Прошло и лето. Наступила осень. Начались заморозки. Перепадал первый мягкий, как пух, снежок. Черное Ушко не показывался.
— Придет, косой… — утешал Богач Еремку. — Вот погоди: как занесет все снегом, нечего будет есть, ну, и придет. Верно тебе говорю…
Но выпал и первый снег, а Черное Ушко не показывался. Богачу сделалось даже скучно. Что же это в самом деле: уж нынче и зайцу нельзя поверить, не то что людям…
Однажды утром Богач что-то мастерил около своей избушки, как вдруг послышался далекий шум, а потом выстрелы. Еремка насторожился и жалобно взвизгнул.
— Батюшки, да ведь это охотники поехали стрелять зайцев! — проговорил Богач, прислушиваясь к выстрелам, доносившимся с того берега реки. — Так и есть… Ишь как запаливают… Ох, убьют они Черное Ушко! Непременно убьют…
Старик, как был, без шапки побежал к реке. Еремка летел впереди.

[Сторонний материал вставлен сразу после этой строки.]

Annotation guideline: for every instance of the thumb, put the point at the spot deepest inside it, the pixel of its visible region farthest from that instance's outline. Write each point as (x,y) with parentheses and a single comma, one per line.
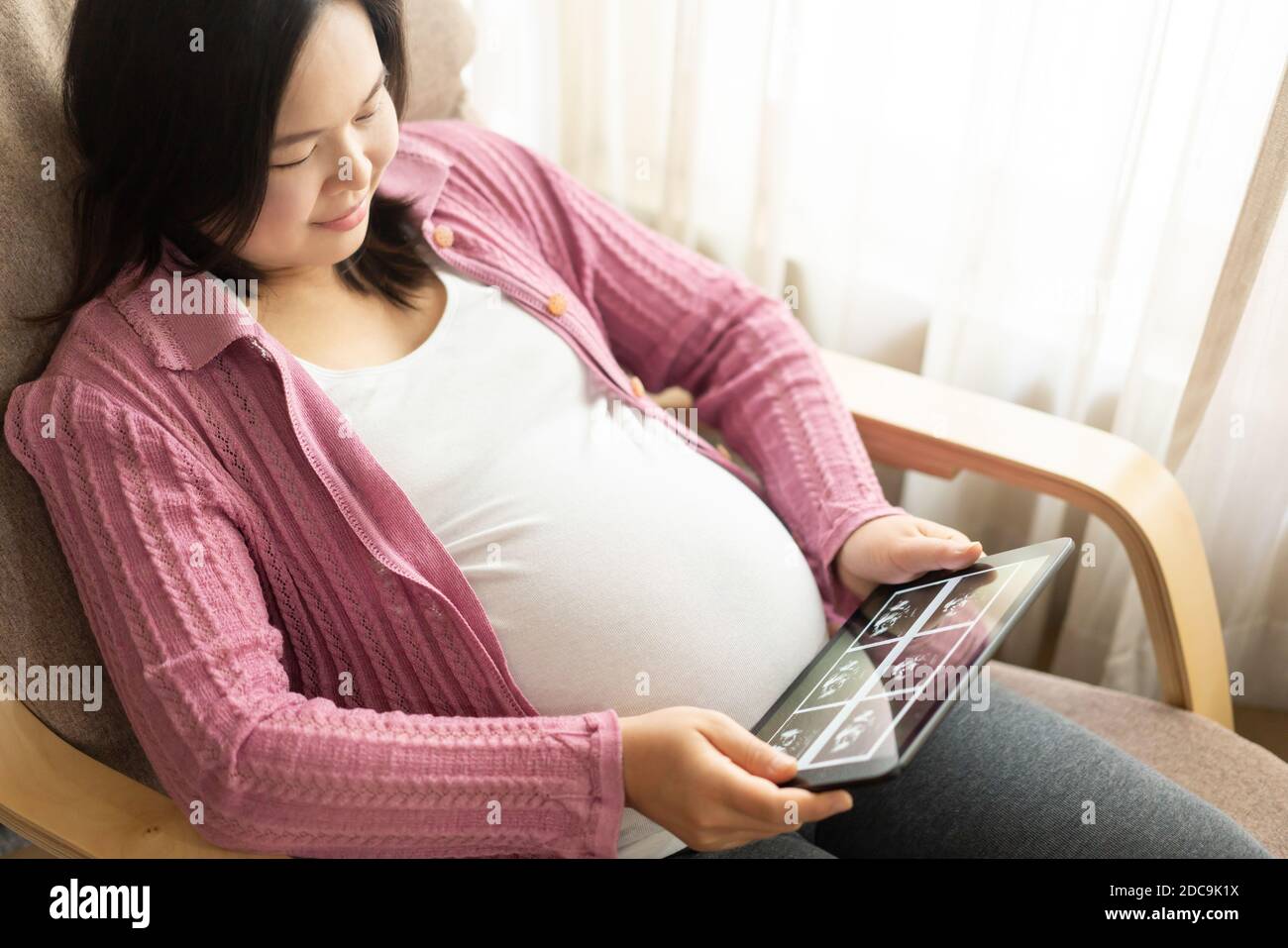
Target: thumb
(954,554)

— Ох, убьют! — повторял старик, задыхаясь на ходу. — Опять стреляют…
С горы было все видно. Около лесной заросли, где водились зайцы, стояли на известном расстоянии охотники, а из лесу на них гнали дичь загонщики. Вот затрещали деревянные трещотки, поднялся страшный гам и крик, и показались из заросли перепуганные, оторопелые зайцы. Захлопали ружейные выстрелы, и Богач закричал не своим голосом:
— Батюшки, погодите!! Убьете моего зайца… Ой, батюшки!!
До охотников было далеко, и они ничего не могли слышать, но Богач продолжал кричать и махал руками. Когда он подбежал, загон уже кончился. Было убито около десятка зайцев.

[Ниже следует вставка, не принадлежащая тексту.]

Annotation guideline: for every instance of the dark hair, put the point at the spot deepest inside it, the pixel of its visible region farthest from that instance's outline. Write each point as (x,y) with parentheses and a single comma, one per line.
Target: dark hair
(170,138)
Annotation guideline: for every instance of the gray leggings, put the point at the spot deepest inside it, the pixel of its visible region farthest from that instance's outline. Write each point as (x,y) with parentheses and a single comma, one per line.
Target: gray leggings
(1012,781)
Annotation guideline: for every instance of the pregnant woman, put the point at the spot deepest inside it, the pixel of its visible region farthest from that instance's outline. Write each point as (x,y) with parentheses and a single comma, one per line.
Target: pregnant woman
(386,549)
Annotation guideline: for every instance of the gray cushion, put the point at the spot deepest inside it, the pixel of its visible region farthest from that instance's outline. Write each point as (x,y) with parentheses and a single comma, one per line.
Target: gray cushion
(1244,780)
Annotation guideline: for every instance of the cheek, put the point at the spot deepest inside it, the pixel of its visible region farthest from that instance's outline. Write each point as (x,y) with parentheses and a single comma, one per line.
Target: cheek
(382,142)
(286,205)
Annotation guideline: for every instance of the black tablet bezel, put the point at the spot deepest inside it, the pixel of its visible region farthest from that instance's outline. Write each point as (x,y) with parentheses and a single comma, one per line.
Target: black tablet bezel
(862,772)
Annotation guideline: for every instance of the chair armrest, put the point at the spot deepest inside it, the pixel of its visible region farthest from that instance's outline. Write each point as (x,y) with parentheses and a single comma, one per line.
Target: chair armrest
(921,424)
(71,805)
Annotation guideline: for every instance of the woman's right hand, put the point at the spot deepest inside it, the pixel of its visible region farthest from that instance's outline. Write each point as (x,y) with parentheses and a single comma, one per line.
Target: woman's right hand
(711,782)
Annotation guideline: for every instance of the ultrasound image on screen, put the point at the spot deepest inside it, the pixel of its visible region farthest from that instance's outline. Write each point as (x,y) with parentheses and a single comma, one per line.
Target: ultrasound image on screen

— Батюшки, что вы делаете? — кричал Богач, подбегая к охотникам.
— Как, что? Видишь, зайцев стреляем.
— Да ведь в лесу-то мой собственный заяц живет…
— Какой твой?
— Да так… Мой заяц — и больше ничего. Левая передняя лапка перешиблена… Черное Ушко…
Охотники засмеялись над сумасшедшим стариком, который умолял их не стрелять со слезами на глазах.
— Да нам твоего зайца совсем не надо, — пошутил кто-то. — Мы стреляем только своих…
— Ах, барин, барин, нехорошо… Даже вот как нехорошо…
Богач осмотрел всех убитых зайцев, но среди них Черного Ушка не было. Все были с целыми лапками.
Охотники посмеялись над стариком и пошли дальше по лесной опушке, чтобы начать следующий загон. Посмеялись над Богачом и загонщики, ребята-подростки, набранные из деревни, посмеялся и егерь Терентий, тоже знакомый мужик.
— Помутился немножко разумом наш Богач, — пошутил еще Терентий. — Этак каждый начнет разыскивать по лесу своего зайца…
Для Богача наступало время охоты на зайцев, но он все откладывал. А вдруг в ловушку попадет Черное Ушко? Пробовал он выходить по вечерам на гумна, где кормились зайцы, и ему казалось, что каждый пробегавший мимо заяц — Черное Ушко.
— Да ведь Еремка-то по запаху узнает его, на то он пес… — решил он. — Надо попробовать…
Сказано — сделано. Раз, когда поднялась непогода, Богач отправился с Еремкой на охоту. Собака пошла под гору как-то неохотно и несколько раз оглядывалась на хозяина.
— Ступай, ступай, нечего лениться… — ворчал Богач.
Он обошел гумна и погнал зайцев. Выскочило зараз штук десять.
«Ну, будет Еремке пожива…» — думал старик.
Но его удивил собачий вой. Это выл Еремка, сидя под горой на своем месте. Сначала Богач подумал, что собака взбесилась, и только потом понял, в чем дело: Еремка не мог различить зайцев… Каждый заяц ему казался Черным Ушком. Сначала старик рассердился на глупого пса, а потом проговорил:
— А ведь правильно, Еремка, даром что глупый пес… Верно, шабаш нам зайцев душить. Будет…
Богач пошел к хозяину фруктового сада и отказался от своей службы.
— Не могу больше… — коротко объяснил он.